Она включила штурманский свет, после чего достала из выдвижной секции стило и пачку карт Индийского океана. Перевернула их, а на обороте начала писать. Я наклонился, чтобы лучше видеть ее каракули. Оказывается, у нее была целая теория насчет Поганки, хотя это и не мудрено, если учесть, какую роль этот старый, поросший ракушками биотех сыграл в ее жизни и жизни близких ей людей. Молчунья ненавидела Поганку. Жесты Языка Охотников не передают эмоции, а в петляющих строчках букв эмоции жарко горели — оказывается, Молчунья обладала не слабыми литературными способностями. Стило скрипело по тонкому пластику карты, а я читал остающийся за ним черный след.

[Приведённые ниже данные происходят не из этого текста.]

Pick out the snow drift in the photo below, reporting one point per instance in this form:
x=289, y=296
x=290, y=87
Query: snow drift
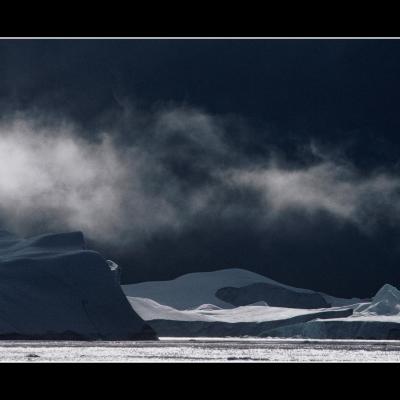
x=52, y=288
x=236, y=302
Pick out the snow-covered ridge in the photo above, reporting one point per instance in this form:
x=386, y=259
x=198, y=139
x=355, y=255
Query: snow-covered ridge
x=51, y=287
x=195, y=289
x=218, y=304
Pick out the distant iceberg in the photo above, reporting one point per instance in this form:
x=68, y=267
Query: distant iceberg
x=51, y=287
x=237, y=302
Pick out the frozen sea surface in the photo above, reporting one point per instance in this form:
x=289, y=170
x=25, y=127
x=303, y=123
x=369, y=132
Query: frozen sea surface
x=202, y=350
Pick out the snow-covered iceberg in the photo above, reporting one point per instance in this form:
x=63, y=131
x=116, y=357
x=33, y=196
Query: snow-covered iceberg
x=51, y=287
x=237, y=302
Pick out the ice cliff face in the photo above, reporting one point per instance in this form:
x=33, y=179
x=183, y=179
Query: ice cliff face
x=51, y=287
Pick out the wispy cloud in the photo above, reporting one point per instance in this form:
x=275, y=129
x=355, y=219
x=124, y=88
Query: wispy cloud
x=163, y=172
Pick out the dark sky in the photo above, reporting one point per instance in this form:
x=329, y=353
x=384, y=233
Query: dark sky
x=266, y=97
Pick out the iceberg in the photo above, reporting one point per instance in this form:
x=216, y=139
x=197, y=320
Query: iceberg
x=237, y=302
x=52, y=287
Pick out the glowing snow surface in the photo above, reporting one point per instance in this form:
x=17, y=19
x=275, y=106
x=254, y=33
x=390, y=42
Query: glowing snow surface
x=189, y=306
x=203, y=350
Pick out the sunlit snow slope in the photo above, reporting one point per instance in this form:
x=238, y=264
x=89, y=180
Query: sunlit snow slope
x=237, y=302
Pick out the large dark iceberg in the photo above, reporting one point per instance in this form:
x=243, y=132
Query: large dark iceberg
x=51, y=287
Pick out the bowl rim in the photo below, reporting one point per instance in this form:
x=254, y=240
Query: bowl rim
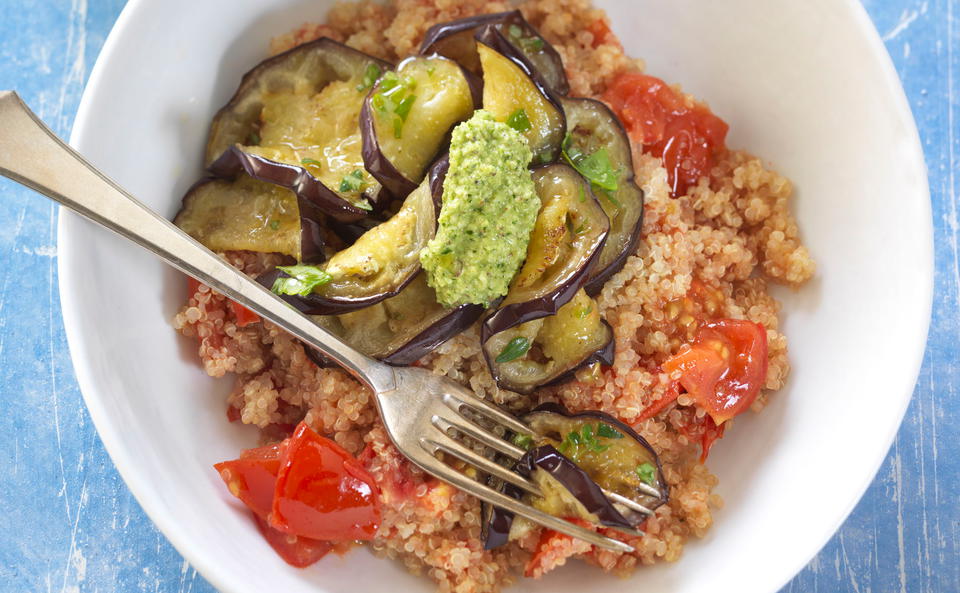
x=193, y=551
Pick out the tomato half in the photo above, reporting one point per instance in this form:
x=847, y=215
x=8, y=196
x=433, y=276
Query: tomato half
x=243, y=316
x=295, y=550
x=686, y=138
x=253, y=477
x=724, y=367
x=322, y=492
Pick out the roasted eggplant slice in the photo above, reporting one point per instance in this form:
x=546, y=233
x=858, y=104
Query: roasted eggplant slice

По мнению Молчуньи, Поганка обладала изощренным разумом, развившимся за несколько лет в результате мутации под действием баралитола. Здесь у нас с напарницей не было разногласий. Понятно, что детонатором истории был Жаб, но на этот счет у нас с Молчуньей были несколько разные позиции. Я был уверен, что Жаб нарочно затопил «Голиаф» с грузом баралитола именно в этих водах, чтобы получить, а затем приручить опасный биотех. Мне казалось, что он заранее просчитал, что с разумной тварью будет легче вступить в контакт, чем с запрограммированным куском искусственной плоти. Молчунья же пыталась уверить меня в том, что Жаб собирался только уничтожить пиратов, потому и торпедировал «Голиаф», а о характере груза узнал много позже. Мол, узнав об этом, он вбил себе в голову, что несет ответственность за случившееся, после чего двинулся крышей на идее уничтожить им же созданную Поганку. На мой взгляд, сейчас не время было разбираться в тонкостях психологии. Мне интересно было другое — что стало причиной мутаций других биотехов, находившихся на расстоянии в тысячи миль от затопленного «Голиафа»? Могла ли Поганка на таком удалении сознательно изменить их в нужную сторону?
Молчунья считала, что именно так оно и было. Я сомневался — не верилось в телепатию и прочие штучки из желтой прессы. Однако чем дольше я читал выкладки напарницы, тем больше склонялся к ее правоте. По ее мнению, постоянно живя в океане и обладая разумом, Поганка сумела изучить кластерную структуру воды, в которую верят далеко не все ученые. Именно посредством такого необычного носителя, как водяной кластер, Поганка умудрялась передавать информацию биотехам на любых расстояниях, фактически программируя их. В том числе и на генном уровне, вызывая нужные ей изменения. Это было не химическое воздействие, а именно передача информации, вроде вещания на радиоволнах.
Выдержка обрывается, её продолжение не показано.